Some Republican lawmakers, however, still balked at what a select few have interpreted as special treatment for undocumented immigrants. "How am I supposed to tell families in my Senate district that adequate state aid to help afford college isn’t available for them, but it is available for others who are in this country illegally?" Republican State Sen. James Seward wondered to the NY Times.
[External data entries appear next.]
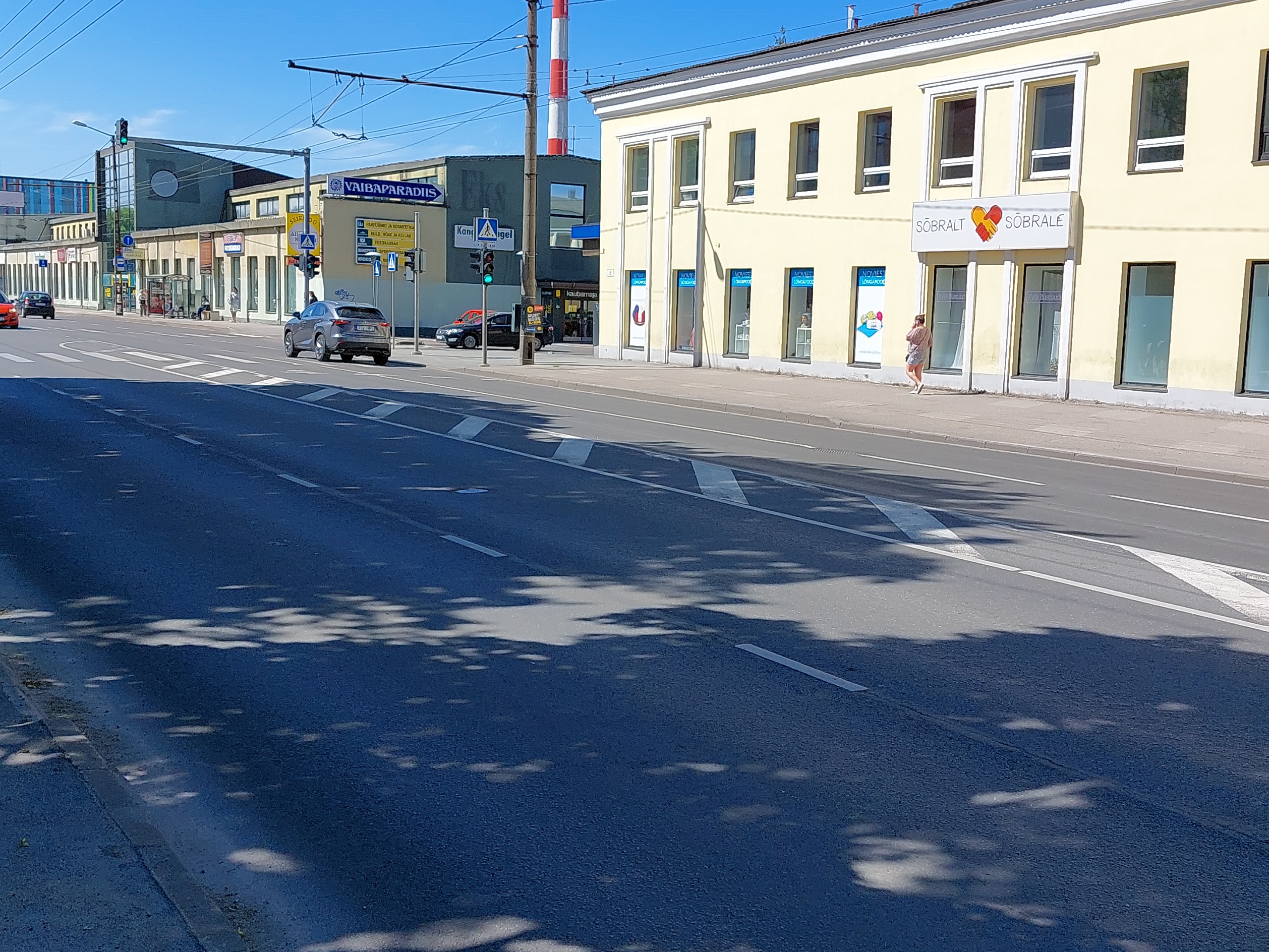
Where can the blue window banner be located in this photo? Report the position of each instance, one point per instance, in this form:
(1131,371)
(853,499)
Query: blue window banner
(871,277)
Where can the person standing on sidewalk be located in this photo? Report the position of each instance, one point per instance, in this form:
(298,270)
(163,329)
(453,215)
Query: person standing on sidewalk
(918,348)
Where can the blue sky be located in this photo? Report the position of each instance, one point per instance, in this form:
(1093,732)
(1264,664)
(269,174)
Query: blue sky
(217,72)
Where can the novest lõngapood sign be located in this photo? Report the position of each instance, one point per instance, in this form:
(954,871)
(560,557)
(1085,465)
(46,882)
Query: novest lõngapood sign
(1004,224)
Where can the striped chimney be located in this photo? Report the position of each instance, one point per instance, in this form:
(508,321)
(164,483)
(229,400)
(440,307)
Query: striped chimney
(557,116)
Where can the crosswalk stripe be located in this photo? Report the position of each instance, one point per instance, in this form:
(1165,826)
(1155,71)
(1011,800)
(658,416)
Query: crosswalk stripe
(470,427)
(1211,580)
(719,483)
(574,451)
(920,526)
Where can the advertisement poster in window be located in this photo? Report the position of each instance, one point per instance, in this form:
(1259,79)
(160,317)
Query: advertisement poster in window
(639,310)
(870,301)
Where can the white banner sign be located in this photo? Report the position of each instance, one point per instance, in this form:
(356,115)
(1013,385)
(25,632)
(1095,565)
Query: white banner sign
(1005,224)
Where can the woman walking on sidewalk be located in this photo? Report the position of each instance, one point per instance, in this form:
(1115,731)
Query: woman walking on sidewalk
(918,347)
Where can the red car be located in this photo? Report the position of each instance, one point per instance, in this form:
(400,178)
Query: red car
(8,315)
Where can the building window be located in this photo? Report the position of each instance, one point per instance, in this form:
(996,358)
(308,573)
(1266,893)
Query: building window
(876,173)
(1051,131)
(1041,324)
(685,310)
(948,318)
(1147,325)
(689,170)
(1162,120)
(806,161)
(639,178)
(1255,369)
(739,286)
(956,150)
(567,209)
(743,167)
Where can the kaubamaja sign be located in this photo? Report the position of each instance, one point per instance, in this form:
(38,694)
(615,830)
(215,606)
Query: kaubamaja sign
(1005,224)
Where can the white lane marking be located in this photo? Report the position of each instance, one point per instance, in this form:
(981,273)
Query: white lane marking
(379,413)
(461,541)
(1189,508)
(798,667)
(574,451)
(319,395)
(1213,582)
(920,526)
(719,483)
(469,427)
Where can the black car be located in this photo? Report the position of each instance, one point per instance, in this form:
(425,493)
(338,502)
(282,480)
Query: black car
(35,304)
(465,333)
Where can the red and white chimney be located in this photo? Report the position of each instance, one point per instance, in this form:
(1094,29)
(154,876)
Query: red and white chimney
(557,116)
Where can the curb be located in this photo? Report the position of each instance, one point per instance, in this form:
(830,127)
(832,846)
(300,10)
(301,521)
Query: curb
(1122,462)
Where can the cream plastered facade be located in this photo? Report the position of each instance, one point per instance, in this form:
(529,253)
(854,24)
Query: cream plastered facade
(1210,217)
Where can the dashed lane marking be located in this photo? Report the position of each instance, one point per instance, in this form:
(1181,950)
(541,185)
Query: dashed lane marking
(470,427)
(719,483)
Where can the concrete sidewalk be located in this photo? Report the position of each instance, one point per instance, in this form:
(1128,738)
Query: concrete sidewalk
(1167,441)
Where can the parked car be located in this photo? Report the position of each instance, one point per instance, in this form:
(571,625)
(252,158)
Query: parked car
(340,328)
(32,304)
(466,332)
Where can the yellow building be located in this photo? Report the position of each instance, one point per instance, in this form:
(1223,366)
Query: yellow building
(1042,181)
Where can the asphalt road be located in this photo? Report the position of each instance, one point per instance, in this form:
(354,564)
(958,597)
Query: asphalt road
(408,659)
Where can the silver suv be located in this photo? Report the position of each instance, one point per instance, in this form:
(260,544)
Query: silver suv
(340,328)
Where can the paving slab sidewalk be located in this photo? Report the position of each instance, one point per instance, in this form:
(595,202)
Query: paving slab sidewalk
(1167,441)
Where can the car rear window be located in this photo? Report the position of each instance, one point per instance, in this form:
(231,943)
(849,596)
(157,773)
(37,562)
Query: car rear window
(360,314)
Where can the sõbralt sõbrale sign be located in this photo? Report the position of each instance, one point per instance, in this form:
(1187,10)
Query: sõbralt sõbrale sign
(1003,224)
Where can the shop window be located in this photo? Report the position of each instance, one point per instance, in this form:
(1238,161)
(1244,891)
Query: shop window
(1041,324)
(743,164)
(639,178)
(806,160)
(689,170)
(739,286)
(1054,112)
(956,148)
(685,310)
(1147,325)
(1162,120)
(876,170)
(567,209)
(948,313)
(1255,369)
(797,320)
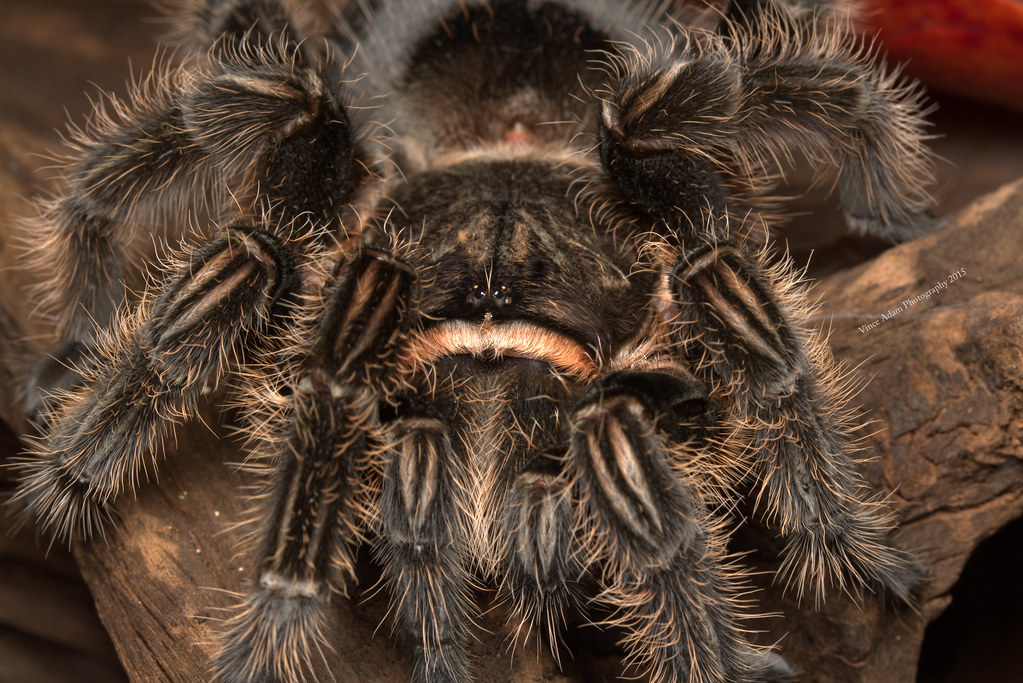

"It took us almost a decade to get the Dream Act, and it's going to take another five, 10, 20 years to undo the damage that Washington is causing our families," Queens Assemblywoman Catalina Cruz, who was once an undocumented immigrant herself, told the Times. And indeed, much of this year's state-level legislative itinerary does seem intended to provide the social safeguards the Trump administration has done its damndest to dismantle.

On Tuesday, for example, the legislature finally passed the Reproductive Health Act, a measure the previously Republican-controlled body repeatedly shot down for over 10 years. The RHA essentially codifies Roe v. Wade, meaning women can now obtain abortions in New York after 24 weeks—not just in the case of a life-threatening pregnancy, but also in cases of non-viable and health-threatening pregnancies. Further, the RHA also removes abortion from the penal code, meaning doctors and their patients no longer need to fear criminal prosecution for exercising the constitutional right to abortion.

A smiling Cuomo signed the bill into law immediately after it passed. He is also expected to sign the long-awaited ban on gay conversion therapy, which the legislature passed last week, as well as the body's ban on discrimination based on a person's gender identity and expression.